Une annexe définit les groupements de prestation pour la planification hospitalière (GPPH), modèle développé par le canton de Zurich qui consiste selon le domaine de prestation médicale à désigner quel établissement pourrait traiter telle ou telle pathologie. Par exemple, sous la rubrique ophtalmologie, concernant la chirurgie de la cataracte, on peut lire que seul un hôpital par canton (lire le service universitaire) serait habilité à la pratiquer. Idem en neurochirurgie pour la chirurgie spinale (colonne vertébrale), uniquement le CHUV… Cette planification qui confine à l’aberration fait fi de la pratique qui veut qu’un très grand nombre de spécialistes de longue expérience travaillent hors du CHUV et même des autres hôpitaux publics. Une telle diminution de l’offre se traduirait par une diminution de la qualité des soins, et mathématiquement par une limitation des gestes effectués, par un engorgement total de l’hôpital universitaire déjà débordé, des listes d’attente inadmissibles, la mise au chômage d’une partie des 75’000 personnes travaillant dans le secteur de la santé vaudois.

L’impression générale qui s’en dégage est véritablement inquiétante. Elle se caractérise par une mise en concurrence des établissements pour faire partie de la fameuse liste, ce qui ne fait que masquer la volonté farouche de l’Etat de ne retenir que les hôpitaux qui remplissent exclusivement ses critères. Or ceux-ci visent essentiellement à asseoir le pouvoir absolu de l’Etat dans tous les détails de l’hospitalier, définis par des personnes pour l’essentiel sans la moindre expérience pratique en matière de soins, n’ayant pas retenu les leçons de la pandémie, et qui fondamentalement ne comprennent pas les enjeux humains pourtant déterminants dans ce domaine. On notera ainsi que parmi les partenaires consultés pour ce rapport ne figure pas le représentant des médecins vaudois, la SVM!

La méfiance des politiques envers les médecins semble un euphémisme. Dans le cadre de la liberté thérapeutique, ceux-ci sont responsables d’une part importante des dépenses de santé. Cela stimule la volonté du monde politique de diriger d’une main de fer ces acteurs au travers du fantasme de la maîtrise des coûts.
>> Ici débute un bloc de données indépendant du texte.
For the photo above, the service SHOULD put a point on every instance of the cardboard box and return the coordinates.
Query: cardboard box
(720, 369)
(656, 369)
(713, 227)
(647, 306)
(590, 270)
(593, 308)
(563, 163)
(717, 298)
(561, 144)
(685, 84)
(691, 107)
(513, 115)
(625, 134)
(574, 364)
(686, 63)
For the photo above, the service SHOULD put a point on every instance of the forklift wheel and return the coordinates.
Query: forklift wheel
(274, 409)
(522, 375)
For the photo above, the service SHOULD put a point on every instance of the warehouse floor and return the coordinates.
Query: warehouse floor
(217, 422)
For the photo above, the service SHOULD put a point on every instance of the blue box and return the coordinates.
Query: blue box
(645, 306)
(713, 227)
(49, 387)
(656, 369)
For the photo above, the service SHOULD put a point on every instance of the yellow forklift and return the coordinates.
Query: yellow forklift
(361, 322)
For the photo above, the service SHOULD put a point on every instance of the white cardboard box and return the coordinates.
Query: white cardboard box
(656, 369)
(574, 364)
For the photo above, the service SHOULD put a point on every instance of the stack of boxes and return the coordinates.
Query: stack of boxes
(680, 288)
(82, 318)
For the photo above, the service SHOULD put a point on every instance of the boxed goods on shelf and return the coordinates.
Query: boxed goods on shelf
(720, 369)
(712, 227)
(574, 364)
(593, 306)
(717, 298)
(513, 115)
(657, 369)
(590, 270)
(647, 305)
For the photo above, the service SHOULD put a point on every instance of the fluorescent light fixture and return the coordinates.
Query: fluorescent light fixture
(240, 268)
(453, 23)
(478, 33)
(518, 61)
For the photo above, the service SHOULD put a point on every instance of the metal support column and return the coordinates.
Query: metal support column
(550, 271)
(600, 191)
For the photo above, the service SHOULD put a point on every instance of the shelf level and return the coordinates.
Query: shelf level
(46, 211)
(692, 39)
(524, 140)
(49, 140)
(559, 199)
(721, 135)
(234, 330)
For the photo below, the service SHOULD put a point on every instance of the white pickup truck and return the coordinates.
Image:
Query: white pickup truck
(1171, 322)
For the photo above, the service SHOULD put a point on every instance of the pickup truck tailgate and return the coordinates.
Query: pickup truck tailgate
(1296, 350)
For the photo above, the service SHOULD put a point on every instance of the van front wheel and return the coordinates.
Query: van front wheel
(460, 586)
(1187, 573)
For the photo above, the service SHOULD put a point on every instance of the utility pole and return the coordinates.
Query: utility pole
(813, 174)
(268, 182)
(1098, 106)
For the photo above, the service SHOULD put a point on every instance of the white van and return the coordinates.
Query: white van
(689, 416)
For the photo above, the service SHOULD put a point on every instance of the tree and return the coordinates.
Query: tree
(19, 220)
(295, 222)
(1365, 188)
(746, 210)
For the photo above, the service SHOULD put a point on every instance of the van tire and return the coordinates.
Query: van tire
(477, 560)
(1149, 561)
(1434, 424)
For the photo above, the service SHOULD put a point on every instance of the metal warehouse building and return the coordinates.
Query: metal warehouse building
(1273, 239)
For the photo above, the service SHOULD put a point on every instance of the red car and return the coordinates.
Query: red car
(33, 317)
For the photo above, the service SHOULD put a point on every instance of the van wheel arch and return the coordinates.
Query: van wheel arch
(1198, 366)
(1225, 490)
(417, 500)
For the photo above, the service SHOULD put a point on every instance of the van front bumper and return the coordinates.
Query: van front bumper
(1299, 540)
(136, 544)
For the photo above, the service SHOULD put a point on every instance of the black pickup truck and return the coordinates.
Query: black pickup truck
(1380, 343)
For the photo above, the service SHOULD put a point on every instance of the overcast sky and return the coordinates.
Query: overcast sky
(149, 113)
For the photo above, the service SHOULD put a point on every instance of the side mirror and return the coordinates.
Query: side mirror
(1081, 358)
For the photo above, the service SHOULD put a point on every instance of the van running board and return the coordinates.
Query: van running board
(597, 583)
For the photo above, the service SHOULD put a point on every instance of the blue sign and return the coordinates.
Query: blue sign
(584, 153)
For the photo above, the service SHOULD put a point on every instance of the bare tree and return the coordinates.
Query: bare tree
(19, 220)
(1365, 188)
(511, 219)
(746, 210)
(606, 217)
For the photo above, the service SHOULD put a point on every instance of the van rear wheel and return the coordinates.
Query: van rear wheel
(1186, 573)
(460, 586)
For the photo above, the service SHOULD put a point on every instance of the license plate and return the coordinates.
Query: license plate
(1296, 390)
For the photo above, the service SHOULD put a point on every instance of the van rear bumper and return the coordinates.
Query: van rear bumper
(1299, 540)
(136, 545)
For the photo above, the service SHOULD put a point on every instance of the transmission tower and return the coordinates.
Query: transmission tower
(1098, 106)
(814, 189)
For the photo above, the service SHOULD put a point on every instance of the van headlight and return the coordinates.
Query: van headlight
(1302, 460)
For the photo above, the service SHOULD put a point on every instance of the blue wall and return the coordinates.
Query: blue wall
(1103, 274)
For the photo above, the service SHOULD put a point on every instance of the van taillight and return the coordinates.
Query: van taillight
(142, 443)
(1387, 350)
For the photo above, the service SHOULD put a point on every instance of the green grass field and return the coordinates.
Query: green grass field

A cet égard, le report récent par le Conseil fédéral de l’approbation du projet Tardoc (nouvelle tarification médicale ambulatoire élaborée par la FMH et une partie des assureurs), la volonté d’établir de nombreux systèmes de forfaits par pathologie en attendant peut-être d’éventuels budgets globaux, laissent augurer d’un avenir plutôt sombre dans ce domaine. En effet, personne n’a osé proposer de démanteler frontalement une partie du système de soins, tellement la démarche serait impopulaire et politiquement insupportable. C’est par la bande que vient la menace, voilée. Il faudra lutter pour éviter une dégradation d’un système reconnu, de très bonne qualité et de haut niveau. Le monde politique montre un visage inquiétant qui fait miroir à sa grande difficulté à accepter l’évidence: un tel système coûte certes cher, mais c’est le prix à payer pour un des éléments les plus déterminants de la vie humaine: la santé, avec ses évolutions thérapeutiques, le vieillissement de la population. Il convient de l’assumer, tout en assurant bien sûr son devoir de surveillance et de suivi de l’évolution, dans le cadre d’une vraie concertation avec les acteurs principaux. Et une autre évidence s’impose: jamais, dans tout le monde occidental, un système étatisé n’a montré la moindre capacité à économiser, sauf à réduire l’accessibilité aux soins. Nous voulons croire que là n’est pas le but de l’Etat de Vaud, ni celui de la Confédération.